Wow. . . it's been a realllllly long time since I have posted on this site. So many things have happened, I don't know where to begin- so I will just start with now. This weekend I leave to begin my sophmore year of college. I greet this challenge with mixed feelings. On one hand, I am excited beyond description at the possibilites that a new year may hold and the new opportunities that is will (hopefully) bring. I have missed my friends there so much- all of the random, amazing times that we have had. :) It makes me smile to remember them.
But i am also scared.
Of what, i am not entirely sure. Maybe of failure- my mother has had numerous conversations with me over the last few months of how "great" my intellect is and how i am not using it to its full potential. . . i don't believe her. I am not that smart, she's just my mom and can tell me that ;) Maybe i am scared of the unknown- of not knowing how one decision will affect my future and if i make the wrong one, how the consequences of my actions will cause me to fail. Maybe i am scared of not being. . .enough. I don't know, but i certainly do know that i feel differently about this year than i did about the last.

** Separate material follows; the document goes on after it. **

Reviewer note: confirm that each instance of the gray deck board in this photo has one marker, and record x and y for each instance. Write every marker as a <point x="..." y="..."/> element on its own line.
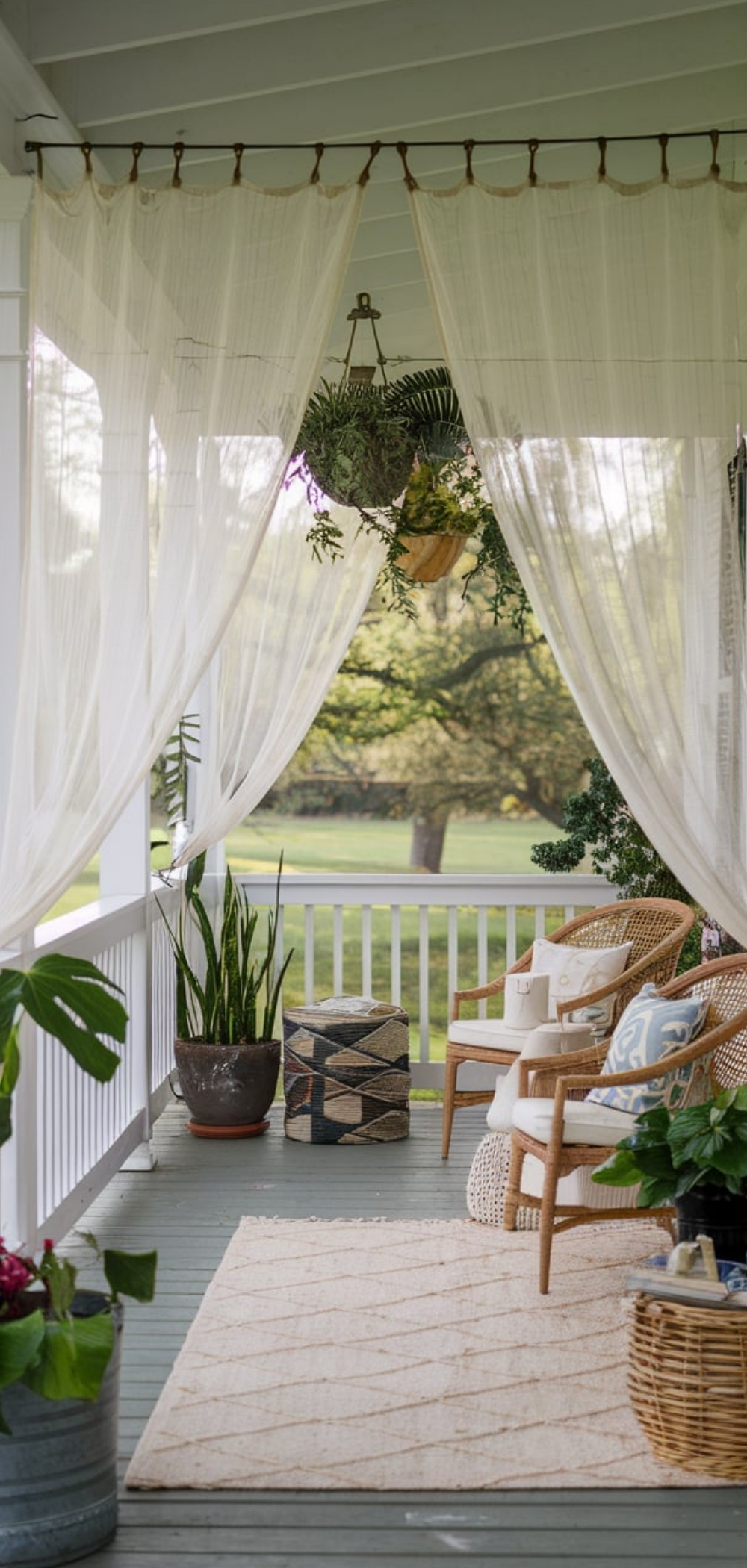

Haha- last year. . . wow, that seems like a lifetime ago in some respects. Things were so different then. Comparing myself last year to the person I am now is definately eye-opening contemplation. So many things have happened and i have learned much from all of the experiences God has seen fit to give me.
Wow. . .rabbit trail! Anyway, it's been good to get some of my feelings out there- and if you read through this whole thing, im sorry. :) If you think of me, keep me in your prayers- i will definatly need them.